In order to estimate genetic correlation we require two sets of summary statistics (i.e., the results from regressing the phenotype on each SNP individually). We can obtain these by running
./ldak.out --linear quant --bfile human --pheno quant.pheno
./ldak.out --linear quant2 --bfile human --pheno quant2.pheno
The summary statistics are saved in quant.summaries and quant2.summaries (already in the format required by SumHer). For more details on this command, see Single-Predictor Analysis.
_ _ _ _ _ _ _ _ _ _ _ _ _ _ _ _ _ _ _ _ _ _ _ _
The estimate of genetic correlation is obtained by regressing the two sets of summary statistics on the tagging file. We recommend using the tagging file created assuming the LDAK-Thin Model
./ldak.out --sum-cors gencor --summary quant.summaries --summary2 quant2.summaries --tagfile LDAK-Thin.tagging --allow-ambiguous YES
Here, we added --allow-ambiguous YES, so that LDAK does not exclude SNPs with alleles A & T or C & G (the summary statistics for the two traits were obtained from the same data, so we know that the strands must be consistent). LDAK warns us there are large-effect loci. Usually, we should follow its advice and add --cutoff 0.01, in order to exclude SNPs that individually explain at least 1% of phenotypic variance for either of the traits (we have not done so here, but only because this is a toy example).
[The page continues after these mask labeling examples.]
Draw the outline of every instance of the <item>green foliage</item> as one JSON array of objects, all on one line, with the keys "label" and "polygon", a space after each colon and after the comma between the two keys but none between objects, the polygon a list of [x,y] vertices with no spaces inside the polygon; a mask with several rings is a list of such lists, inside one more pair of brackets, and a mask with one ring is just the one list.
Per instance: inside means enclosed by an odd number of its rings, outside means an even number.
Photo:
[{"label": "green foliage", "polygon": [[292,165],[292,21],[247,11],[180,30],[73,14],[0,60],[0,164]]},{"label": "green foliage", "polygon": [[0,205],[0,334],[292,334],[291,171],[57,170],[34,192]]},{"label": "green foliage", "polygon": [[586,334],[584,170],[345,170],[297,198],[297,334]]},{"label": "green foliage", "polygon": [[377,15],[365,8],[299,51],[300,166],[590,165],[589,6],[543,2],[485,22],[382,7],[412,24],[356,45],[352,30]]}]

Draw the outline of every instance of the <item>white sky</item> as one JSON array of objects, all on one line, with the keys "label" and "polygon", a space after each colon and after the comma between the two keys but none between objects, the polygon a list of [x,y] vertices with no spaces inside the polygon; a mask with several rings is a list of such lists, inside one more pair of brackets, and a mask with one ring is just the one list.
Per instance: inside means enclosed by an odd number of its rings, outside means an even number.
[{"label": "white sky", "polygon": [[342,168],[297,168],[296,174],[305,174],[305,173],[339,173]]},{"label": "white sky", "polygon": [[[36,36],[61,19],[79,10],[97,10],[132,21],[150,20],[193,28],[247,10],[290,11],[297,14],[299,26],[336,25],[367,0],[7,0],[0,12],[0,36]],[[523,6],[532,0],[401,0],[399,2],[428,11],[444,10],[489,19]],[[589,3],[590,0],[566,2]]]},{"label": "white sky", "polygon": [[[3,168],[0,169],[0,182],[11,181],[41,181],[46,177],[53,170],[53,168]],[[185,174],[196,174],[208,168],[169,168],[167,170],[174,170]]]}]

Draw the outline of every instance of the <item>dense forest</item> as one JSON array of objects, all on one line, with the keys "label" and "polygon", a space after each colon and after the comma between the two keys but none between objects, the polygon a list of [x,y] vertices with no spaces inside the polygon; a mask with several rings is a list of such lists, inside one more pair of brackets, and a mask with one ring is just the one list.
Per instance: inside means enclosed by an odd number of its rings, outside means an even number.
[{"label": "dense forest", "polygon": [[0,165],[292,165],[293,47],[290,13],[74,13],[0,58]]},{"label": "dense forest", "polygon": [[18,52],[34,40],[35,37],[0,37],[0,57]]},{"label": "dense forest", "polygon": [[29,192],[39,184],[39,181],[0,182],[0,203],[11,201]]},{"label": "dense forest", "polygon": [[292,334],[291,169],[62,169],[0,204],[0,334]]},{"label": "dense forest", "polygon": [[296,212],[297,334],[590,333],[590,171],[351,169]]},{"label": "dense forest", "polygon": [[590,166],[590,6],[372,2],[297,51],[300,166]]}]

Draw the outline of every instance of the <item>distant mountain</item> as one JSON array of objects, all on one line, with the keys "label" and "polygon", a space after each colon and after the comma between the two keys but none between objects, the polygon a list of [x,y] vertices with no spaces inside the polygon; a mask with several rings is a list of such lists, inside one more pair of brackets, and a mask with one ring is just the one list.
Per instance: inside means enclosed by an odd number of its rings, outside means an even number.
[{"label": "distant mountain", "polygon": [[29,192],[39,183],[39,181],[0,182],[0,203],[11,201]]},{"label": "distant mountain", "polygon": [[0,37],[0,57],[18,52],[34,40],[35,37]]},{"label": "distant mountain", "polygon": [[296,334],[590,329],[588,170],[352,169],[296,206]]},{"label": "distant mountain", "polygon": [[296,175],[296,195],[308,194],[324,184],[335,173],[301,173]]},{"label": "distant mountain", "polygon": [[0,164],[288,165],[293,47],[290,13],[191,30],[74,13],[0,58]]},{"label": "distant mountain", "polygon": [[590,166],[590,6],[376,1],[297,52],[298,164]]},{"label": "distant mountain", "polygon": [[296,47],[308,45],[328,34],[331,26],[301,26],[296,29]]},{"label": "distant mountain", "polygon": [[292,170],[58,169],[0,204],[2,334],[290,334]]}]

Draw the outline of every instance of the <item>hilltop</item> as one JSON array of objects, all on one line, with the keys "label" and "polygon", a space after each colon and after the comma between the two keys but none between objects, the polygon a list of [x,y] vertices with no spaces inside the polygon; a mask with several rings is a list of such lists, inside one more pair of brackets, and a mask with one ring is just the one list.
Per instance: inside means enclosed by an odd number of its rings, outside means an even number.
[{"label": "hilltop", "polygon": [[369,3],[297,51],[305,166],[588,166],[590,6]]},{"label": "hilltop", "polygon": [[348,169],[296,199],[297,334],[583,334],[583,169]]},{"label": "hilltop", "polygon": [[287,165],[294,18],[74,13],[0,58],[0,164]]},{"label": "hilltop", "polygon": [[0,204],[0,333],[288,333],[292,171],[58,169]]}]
The main results are stored in gencor.cors. This says that the estimated SNP heritabilities are 0.06 (SD 0.20) and 0.09 (SD 0.20), the estimated SNP coheritability between the two traits is 0.09 (SD 0.19), and the estimated genetic correlation is 1.33 (the SD is nan, reflecting that this is a toy example with very small sample size and few SNPs). The file gencor.cors.full divides these estimates into categories, however, this is not relevant here, because the LDAK-Thin Model only uses one category.